Candidate’s objectives:

After completing this reading you should be able to:

- Construct, apply, and interpret hypothesis tests and confidence intervals for a single coefficient in a multiple regression.
- Construct, apply, and interpret joint hypothesis tests and confidence intervals for multiple coefficients in a multiple regression.
- Interpret the \(F\)-statistic.
- Interpret tests of a single restriction involving multiple coefficients.
- Interpret confidence sets for multiple coefficients.
- Identify examples of omitted variable bias in multiple regressions.
- Interpret the \({ R }^{ 2 }\) and adjusted \({ R }^{ 2 }\) in a multiple regression.

## Hypothesis Tests and Confidence Intervals for a Single Coefficient

This section is about the calculation of the standard error, hypotheses testing, and confidence interval construction for a single regression in a multiple regression equation.

### Standard Errors for the OLS Estimators

When dealing with a single regressor, the variance of the OLS estimator can be estimated by replacing sample variables for expectations, leading to the estimator, \({ \hat { \sigma } }_{ \hat { \beta } }^{ 2 }\). There is a convergence by these sample averages to the population averages, by the law of large numbers – according to the least squares assumption. The standard deviation of the sampling distribution of \({ \hat { \beta } }_{ 1 }\), is estimated by the standard the standard error of \({ \hat { \beta } }_{ 1 }\), \(\left( SE\left( { \hat { \beta } }_{ 1 } \right) \right) \), which happens to be the square root of \({ \hat { \sigma } }_{ \hat { \beta } }^{ 2 }\).
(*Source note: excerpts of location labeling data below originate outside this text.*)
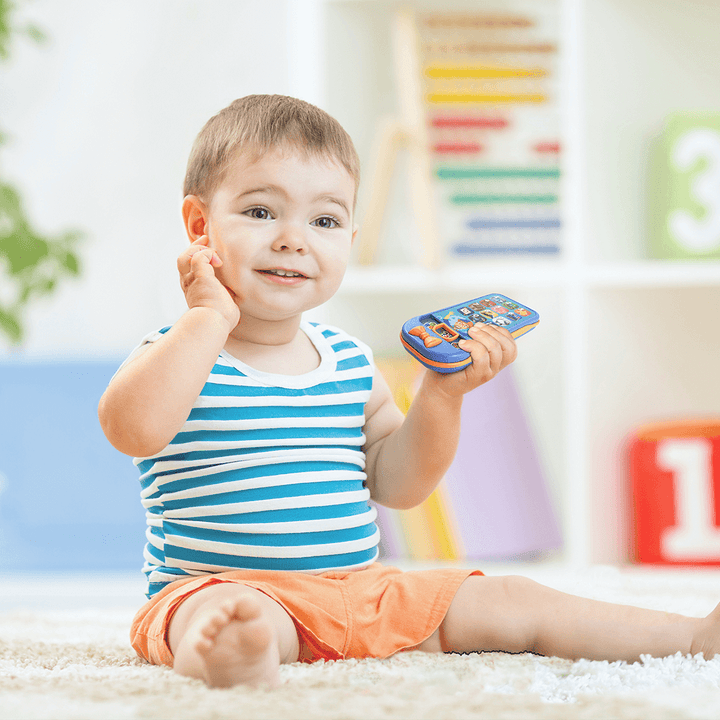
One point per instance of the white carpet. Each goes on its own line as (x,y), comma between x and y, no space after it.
(64,655)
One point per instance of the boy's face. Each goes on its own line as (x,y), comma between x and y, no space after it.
(282,225)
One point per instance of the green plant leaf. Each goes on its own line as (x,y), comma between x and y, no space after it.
(10,324)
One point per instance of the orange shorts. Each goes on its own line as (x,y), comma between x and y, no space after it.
(374,612)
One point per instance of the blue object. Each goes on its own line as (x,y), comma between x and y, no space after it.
(434,338)
(68,500)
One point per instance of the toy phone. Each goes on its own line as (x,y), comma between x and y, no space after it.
(433,338)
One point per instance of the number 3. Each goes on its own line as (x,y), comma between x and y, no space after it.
(699,235)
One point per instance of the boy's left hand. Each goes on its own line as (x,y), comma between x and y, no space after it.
(492,348)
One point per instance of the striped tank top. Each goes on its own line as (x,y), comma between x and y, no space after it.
(268,471)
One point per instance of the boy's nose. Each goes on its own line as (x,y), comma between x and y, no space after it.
(292,239)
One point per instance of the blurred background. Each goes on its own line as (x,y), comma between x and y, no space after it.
(563,152)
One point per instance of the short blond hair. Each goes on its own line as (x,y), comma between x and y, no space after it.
(257,124)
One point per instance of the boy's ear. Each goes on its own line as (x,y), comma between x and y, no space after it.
(195,217)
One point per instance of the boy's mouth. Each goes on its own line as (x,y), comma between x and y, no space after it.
(282,273)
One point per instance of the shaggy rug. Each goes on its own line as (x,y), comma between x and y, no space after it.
(66,657)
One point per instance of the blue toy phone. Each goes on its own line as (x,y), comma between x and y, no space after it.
(433,338)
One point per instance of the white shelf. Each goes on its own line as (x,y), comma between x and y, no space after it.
(479,276)
(631,339)
(473,277)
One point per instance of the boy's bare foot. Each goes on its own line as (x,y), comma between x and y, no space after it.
(707,637)
(230,645)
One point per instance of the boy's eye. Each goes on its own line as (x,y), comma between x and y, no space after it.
(326,222)
(259,213)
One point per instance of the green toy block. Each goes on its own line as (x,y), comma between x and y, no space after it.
(684,188)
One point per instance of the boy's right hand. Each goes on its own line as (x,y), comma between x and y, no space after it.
(200,284)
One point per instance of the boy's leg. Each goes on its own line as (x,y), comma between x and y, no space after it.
(515,614)
(228,633)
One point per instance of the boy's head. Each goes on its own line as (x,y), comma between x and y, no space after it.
(256,124)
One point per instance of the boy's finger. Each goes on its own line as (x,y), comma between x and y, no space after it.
(485,345)
(502,336)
This concept can be extended further to multiple regression. Here, we can apply \(SE\left( { \hat { \beta } }_{ j } \right) \) in the estimation of the standard deviation of the \(j\)th regression coefficient’s OLS estimator \({ \hat { \beta } }_{ j }\). Matrices are the simplest form of stating the standard error formula.

### Hypothesis Tests for a single coefficient

Suppose that we are testing the hypothesis that the true coefficient \({ \beta }_{ j }\) on the \(j\)th regressor takes on some specific value \({ \beta }_{ j,0 }\). Let the alternative hypothesis be two-sided. Therefore, the following is the mathematical expression of the two hypotheses:

$$ { H }_{ 0 }:{ \beta }_{ j }={ \beta }_{ j,0 }\quad vs.\quad { H }_{ 1 }:{ \beta }_{ j }\neq { \beta }_{ j,0 } $$

This expression represents the two-sided alternative. The following are the steps to follow while testing the null hypothesis:

- Computing the coefficient’s standard error.
- Computing the \(t\)-statistic, as previously described:
$$ t=\frac { { \hat { \beta } }_{ j }-{ \beta }_{ j,0 } }{ SE\left( { \hat { \beta } }_{ j } \right) } $$

- Computing the test’s \(p-value\) as previously described:
$$ p-value=2\Phi \left( -|{ t }^{ act }| \right) $$

- Also, the \(t\)-statistic can be compared to the critical value corresponding to the significance level that is desired for the test.

### Confidence Intervals for a Single Coefficient

Supposing that an interval contains the true value of \({ \beta }_{ j }\) with a probability of 95%. This is simply the 95% two-sided confidence interval for \({ \beta }_{ j }\). The implication here is that the true value of \({ \beta }_{ j }\) is contained in 95% of all possible randomly drawn variables.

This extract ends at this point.